-
Went whitewater rafting with my visiting-from-out-of-town mom
-
Went to Mt. Hood with the same mom
-
Went to a waterfront meeting when I got back downtown
Busy, exhausting, sun-drenched day (wait…did I mention I did all of that immediately after working a graveyard shift? ).
-Did a few hours of yardwork
-Took the kids to the lake, again
-Visited with a fellow sober friend
-Told one of my daughters that I stopped drinking 3 months ago. She was surprised. She’s 15. Part of me is happy she didn’t notice… (maybe I hid it well?). Part of me wished she had noticed a positive change in me, and could understand what caused it. Either way, with me telling her, I’ve put more pressure on myself to keep going and continue setting a good example.
Colouring - it’s been such an incredible therapy to me. I started a course week or so ago to continue to build my skills and craft. I absolutely am excited over it.
If I could walk - the gym would be my GO TO!! 100%
Loungin’. Twas roughly 101°+ today. Fluids, fluids, fluids!
Scrolling here. Continuously running out of s to give. Resting as much as possible
Scrolling, being here. I don’t feel very happy this am. I am probably gping listen to my new book more today. So far what I have listened to - was awesome.
I just found out that this dude I knew, who lived in the room I circled (that’s the view from my open door to his room), was found in a hotel room, this weekend: dead from an overdose. I had just talked to him Fri or Sat.
That makes 6 people I’ve known who’ve died from addiction since I’ve been in recovery. In less than a year and a half.
That said:
- I’m takin’ my behind to some meetings
- Doin’ Step work
- Learning from his passing
- Telling myself, “I love you”
- Telling others, “I love you”
- Staying in Gratitude
This disease is real (it wants to separate and KILL each one of us) and the struggle is real.
If you’re hurting or struggling, please reach out to someone.
And be kind to yourself.
Sorry for the loss that has affected you so deeply. Although alcohol my DOC I know drugs now a days are so much more deadly than 20 years ago. Take care of you my friend.
It affects me when anyone dies from addiction, whether it’s drugs or alcohol. It’s sad, especially when someone who had recovery dies. Thanks, though.
Things i want to do today for my recovery:
Go to the library and send out an application
Do some yoga / stretching
Do laundry
Clean for 30 mins
Work on my embroidery project
Cook dinner
Work until 3pm
Hours scenic drive home
Power nap
Arm day at the gym
Wind down walk along tbe coast
Catch up on a few shows,
Presumed innocent
Mayor of Kingstown
Criminal minds
Oh and plenty of food
Morning. I got up at 4am. It’s close to 5:30am now. I did some bible study. On to Psalm 9.

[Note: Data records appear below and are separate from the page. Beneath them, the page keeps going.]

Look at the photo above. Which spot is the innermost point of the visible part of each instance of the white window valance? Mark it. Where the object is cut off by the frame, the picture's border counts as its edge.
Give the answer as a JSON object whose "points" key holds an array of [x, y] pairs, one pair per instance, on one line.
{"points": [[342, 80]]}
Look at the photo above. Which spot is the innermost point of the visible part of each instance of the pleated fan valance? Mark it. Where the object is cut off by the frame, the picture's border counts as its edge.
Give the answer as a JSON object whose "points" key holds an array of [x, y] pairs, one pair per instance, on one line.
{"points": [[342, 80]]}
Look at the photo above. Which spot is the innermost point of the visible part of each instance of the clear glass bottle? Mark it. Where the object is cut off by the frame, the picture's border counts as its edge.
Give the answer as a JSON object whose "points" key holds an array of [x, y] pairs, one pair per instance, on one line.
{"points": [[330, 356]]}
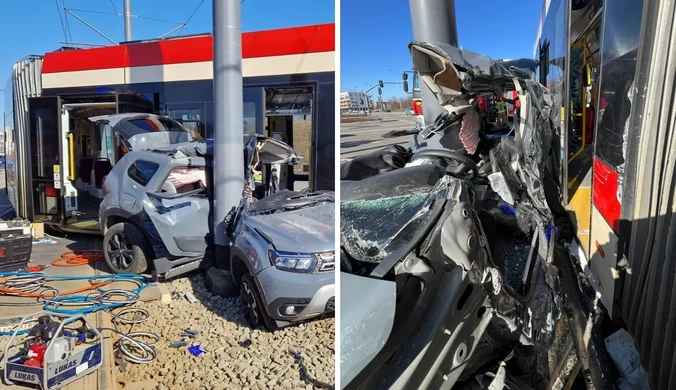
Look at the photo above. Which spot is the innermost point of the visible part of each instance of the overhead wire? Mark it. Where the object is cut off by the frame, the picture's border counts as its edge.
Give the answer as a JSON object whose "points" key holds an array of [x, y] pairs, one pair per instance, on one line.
{"points": [[65, 18], [63, 26], [190, 17], [130, 343], [117, 15]]}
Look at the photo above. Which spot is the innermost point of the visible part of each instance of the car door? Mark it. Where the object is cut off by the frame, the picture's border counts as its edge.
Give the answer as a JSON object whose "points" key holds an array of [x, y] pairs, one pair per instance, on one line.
{"points": [[180, 217]]}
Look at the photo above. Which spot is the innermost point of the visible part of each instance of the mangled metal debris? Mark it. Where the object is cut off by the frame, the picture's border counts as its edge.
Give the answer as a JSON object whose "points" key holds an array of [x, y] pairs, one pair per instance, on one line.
{"points": [[461, 227]]}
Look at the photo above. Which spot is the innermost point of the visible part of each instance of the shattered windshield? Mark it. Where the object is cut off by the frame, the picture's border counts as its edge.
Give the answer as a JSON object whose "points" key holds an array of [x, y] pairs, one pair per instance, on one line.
{"points": [[373, 229]]}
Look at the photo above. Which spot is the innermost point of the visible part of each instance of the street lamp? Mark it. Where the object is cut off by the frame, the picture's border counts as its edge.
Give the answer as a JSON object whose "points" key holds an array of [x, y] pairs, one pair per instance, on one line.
{"points": [[368, 101], [401, 109]]}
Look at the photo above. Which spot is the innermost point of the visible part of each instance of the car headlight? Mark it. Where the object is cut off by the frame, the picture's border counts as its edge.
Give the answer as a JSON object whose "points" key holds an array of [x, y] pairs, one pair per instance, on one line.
{"points": [[294, 262]]}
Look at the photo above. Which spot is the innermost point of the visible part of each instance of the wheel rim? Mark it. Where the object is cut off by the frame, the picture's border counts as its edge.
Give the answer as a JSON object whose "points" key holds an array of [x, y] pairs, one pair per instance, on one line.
{"points": [[120, 252], [251, 305]]}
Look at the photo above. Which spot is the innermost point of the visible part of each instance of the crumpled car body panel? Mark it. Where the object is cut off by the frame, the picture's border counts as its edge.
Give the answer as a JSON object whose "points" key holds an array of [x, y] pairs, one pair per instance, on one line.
{"points": [[430, 232]]}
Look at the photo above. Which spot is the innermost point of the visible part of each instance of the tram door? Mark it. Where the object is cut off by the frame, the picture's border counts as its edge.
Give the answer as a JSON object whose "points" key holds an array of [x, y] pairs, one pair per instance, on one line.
{"points": [[289, 119], [43, 173]]}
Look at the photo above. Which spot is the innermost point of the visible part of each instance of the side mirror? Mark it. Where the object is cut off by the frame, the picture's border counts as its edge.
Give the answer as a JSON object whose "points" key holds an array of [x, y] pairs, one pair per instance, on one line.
{"points": [[587, 75]]}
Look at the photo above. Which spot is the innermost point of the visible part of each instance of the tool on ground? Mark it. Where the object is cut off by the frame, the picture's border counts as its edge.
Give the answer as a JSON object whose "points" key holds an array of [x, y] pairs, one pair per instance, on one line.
{"points": [[78, 258], [190, 333], [36, 268], [112, 301], [53, 354]]}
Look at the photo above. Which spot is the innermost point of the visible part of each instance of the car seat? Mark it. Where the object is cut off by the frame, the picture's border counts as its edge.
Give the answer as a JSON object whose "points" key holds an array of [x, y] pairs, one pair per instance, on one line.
{"points": [[169, 188]]}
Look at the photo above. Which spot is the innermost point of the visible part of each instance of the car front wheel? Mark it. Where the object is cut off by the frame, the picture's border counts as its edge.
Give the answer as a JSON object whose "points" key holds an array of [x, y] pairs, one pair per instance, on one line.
{"points": [[255, 312], [125, 249]]}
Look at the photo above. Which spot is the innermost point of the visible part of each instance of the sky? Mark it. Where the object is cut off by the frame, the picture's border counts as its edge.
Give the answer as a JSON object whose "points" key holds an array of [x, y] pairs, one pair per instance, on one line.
{"points": [[374, 37], [35, 27]]}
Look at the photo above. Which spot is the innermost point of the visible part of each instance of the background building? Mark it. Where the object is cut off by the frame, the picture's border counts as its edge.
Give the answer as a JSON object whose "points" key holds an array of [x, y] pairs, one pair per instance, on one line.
{"points": [[354, 102]]}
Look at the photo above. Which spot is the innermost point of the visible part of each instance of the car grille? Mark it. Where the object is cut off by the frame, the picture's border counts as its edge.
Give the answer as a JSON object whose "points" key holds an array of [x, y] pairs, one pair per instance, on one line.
{"points": [[331, 304]]}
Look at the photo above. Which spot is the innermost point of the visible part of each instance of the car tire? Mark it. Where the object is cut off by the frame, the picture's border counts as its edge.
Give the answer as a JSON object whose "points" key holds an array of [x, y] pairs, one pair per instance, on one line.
{"points": [[255, 312], [125, 249]]}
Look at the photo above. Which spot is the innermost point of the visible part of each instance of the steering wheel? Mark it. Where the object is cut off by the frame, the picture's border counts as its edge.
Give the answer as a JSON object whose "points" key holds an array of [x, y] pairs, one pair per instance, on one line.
{"points": [[466, 168]]}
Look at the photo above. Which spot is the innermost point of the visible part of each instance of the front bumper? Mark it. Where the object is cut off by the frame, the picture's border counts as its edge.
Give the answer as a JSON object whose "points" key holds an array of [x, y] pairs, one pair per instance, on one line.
{"points": [[310, 295]]}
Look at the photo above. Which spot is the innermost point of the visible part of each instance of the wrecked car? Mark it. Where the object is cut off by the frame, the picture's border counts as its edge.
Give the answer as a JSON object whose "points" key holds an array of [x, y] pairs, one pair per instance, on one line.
{"points": [[157, 201], [156, 212], [452, 241], [283, 257]]}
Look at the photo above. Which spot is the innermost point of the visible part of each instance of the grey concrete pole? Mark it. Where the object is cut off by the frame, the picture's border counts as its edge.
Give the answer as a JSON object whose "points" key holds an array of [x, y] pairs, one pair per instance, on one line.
{"points": [[433, 21], [228, 118], [127, 20]]}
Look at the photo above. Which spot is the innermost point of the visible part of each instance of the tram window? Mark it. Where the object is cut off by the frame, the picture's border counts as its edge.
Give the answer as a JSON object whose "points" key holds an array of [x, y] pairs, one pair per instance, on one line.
{"points": [[142, 171], [622, 28]]}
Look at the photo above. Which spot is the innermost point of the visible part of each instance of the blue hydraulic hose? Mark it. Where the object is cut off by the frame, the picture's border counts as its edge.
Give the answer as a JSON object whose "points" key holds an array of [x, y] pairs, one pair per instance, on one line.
{"points": [[53, 305]]}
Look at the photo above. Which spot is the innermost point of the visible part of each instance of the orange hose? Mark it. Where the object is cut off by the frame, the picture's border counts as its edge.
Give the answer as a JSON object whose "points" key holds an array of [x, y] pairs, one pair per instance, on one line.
{"points": [[11, 291], [78, 258]]}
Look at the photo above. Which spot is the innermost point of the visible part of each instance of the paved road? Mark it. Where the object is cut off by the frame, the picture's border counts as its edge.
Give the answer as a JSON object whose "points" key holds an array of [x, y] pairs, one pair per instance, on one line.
{"points": [[360, 138]]}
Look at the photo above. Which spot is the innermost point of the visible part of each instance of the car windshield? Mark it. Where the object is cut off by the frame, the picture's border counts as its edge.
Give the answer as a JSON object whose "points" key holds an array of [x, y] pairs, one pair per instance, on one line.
{"points": [[373, 229]]}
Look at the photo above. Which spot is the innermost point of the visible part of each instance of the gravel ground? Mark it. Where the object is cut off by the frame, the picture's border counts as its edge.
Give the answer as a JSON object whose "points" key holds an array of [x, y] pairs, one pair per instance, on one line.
{"points": [[226, 364]]}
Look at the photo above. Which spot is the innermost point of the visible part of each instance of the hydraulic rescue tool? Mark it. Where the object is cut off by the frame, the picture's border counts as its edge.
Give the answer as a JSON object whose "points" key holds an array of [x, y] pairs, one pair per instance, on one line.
{"points": [[53, 354]]}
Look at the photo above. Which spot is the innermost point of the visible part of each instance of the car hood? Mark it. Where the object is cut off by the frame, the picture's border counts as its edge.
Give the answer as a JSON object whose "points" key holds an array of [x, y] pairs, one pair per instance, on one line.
{"points": [[306, 230], [457, 77], [365, 324], [142, 131], [269, 150]]}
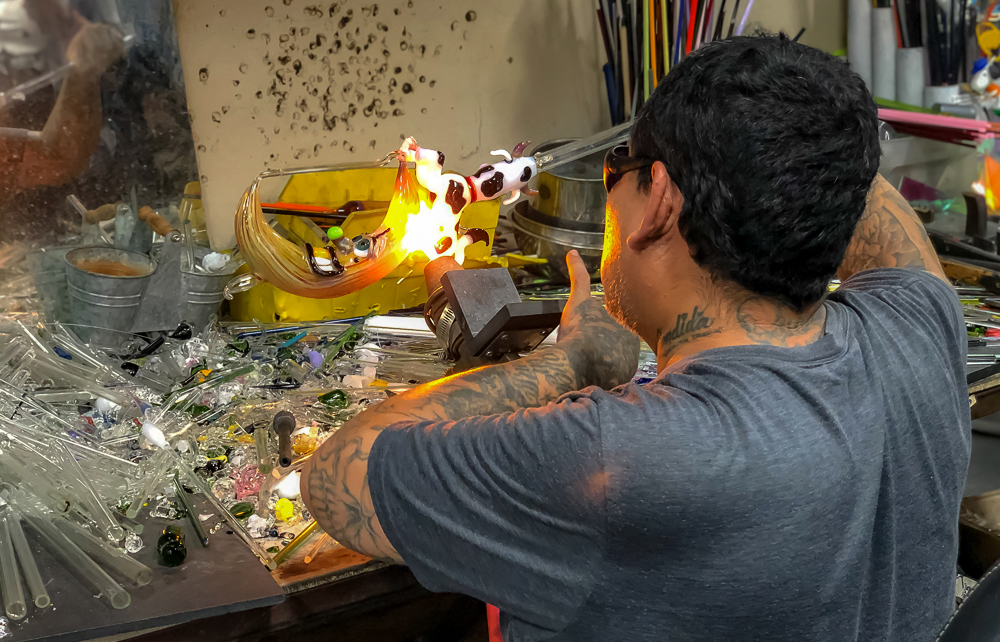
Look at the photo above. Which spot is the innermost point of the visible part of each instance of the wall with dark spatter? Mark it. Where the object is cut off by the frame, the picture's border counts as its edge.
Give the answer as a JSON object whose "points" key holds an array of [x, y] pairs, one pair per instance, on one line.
{"points": [[287, 83]]}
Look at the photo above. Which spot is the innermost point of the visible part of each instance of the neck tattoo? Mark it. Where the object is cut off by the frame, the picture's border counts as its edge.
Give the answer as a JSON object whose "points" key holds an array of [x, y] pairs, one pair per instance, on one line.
{"points": [[688, 324], [687, 327]]}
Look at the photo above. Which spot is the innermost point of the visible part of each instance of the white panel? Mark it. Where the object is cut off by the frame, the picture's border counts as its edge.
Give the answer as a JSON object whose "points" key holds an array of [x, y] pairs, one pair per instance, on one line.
{"points": [[284, 83]]}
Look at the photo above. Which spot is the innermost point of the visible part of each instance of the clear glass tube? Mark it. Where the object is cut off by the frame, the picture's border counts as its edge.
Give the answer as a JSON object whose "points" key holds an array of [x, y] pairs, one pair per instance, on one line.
{"points": [[134, 571], [77, 561], [264, 460], [181, 398], [13, 593], [99, 510], [11, 349], [158, 465], [549, 160], [39, 595]]}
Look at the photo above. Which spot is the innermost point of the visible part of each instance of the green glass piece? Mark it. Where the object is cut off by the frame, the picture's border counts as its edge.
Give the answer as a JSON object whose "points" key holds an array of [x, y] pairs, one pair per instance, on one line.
{"points": [[334, 398], [242, 509], [170, 548]]}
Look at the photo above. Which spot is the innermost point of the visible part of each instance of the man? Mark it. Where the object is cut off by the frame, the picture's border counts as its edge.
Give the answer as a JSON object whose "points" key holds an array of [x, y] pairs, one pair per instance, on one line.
{"points": [[795, 471], [36, 171]]}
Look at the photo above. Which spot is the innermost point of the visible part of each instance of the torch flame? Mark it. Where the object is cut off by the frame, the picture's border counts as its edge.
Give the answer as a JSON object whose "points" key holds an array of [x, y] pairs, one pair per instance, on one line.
{"points": [[431, 225]]}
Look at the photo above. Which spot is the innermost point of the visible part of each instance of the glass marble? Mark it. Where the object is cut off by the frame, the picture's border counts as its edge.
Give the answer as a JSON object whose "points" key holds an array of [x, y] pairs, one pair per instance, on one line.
{"points": [[170, 548]]}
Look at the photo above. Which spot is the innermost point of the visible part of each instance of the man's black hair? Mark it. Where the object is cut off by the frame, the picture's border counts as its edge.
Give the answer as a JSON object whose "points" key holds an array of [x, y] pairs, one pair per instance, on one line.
{"points": [[774, 146]]}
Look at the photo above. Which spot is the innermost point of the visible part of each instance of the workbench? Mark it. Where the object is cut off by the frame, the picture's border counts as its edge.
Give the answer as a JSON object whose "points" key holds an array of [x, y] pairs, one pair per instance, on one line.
{"points": [[222, 579]]}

I am going to colour today, tomorrow I release new colouring books I have designed on my website. Super thrilled.
My daughters and I found a cool series called Snake Boss on Stack TV. Super fun to watch! Alone starts today [new series] super happy to watch it.
My daughter and I may go out training my service dog today. I don’t get out much - fatigue and post sepsis is freaking brutal.
I feel like such a burden. We have a stair lift because our apartment doesn’t have elevators. So everything has to be brought down 22 stairs. I hate that for them.
I feel shame and guilt at times for being so depended. Anyways yes we are going out today. Probably to the mall to sharpen and do some drill service dog training. Maybe get them some breakfast and enjoy spending time with each other.
- BJJ classes
- Visit my son
- My regular Thursday night meeting
☆ I am on here reading and responding.
☆ Ate a nice breakfast.
☆ Gardening.
☆ Conscious breathing throughout the day.
☆ Make a banana cream pie.
☆ Maybe a warm soak later.
☆ Maybe some yin in bed.
☆ No pressure if soak and yin don’t happen.
-
Go spread some hope to the mentees who are in the recovery program from which I graduated
-
AA meeting
-
NA or HA meeting
-
Step work
Already had a slower morning for myself after a busy week.
Working from home this afternoon after a week of intense face-to-face meetings. Less stimulation for this easily sensory overloaded human! I think I drank a lot to numb my senses and my feelings. No more.
Catching up on the week’s other paperwork (pay bills online, etc) and a bit of housework tonight, and packing to leave for an overnight camping trip. No more hungover morning scrambles!
Reading and posting here tonight, reading a chapter of Thich Nhat Hanh, and lights out earlier for the dog girl and I.
House chores.
Posting here, and trying to support some folks in their struggles.
Preparing for a job interview next Wednesday for a position that would be a considerable step up in complexity in my line of work. As well as it will confront me with people (managers and colleagues) I haven’t seen and spoken to for over ten years, from a time I fucked up my job (which could have had some bad consequences) and my own education. When I was in my worst period of addiction without realizing it. It will be something. Whatever happens it will be good for me and my recovery.
My plans for today as a day 4 have been just to get through this day. Still sober, although I have still terrible cravings.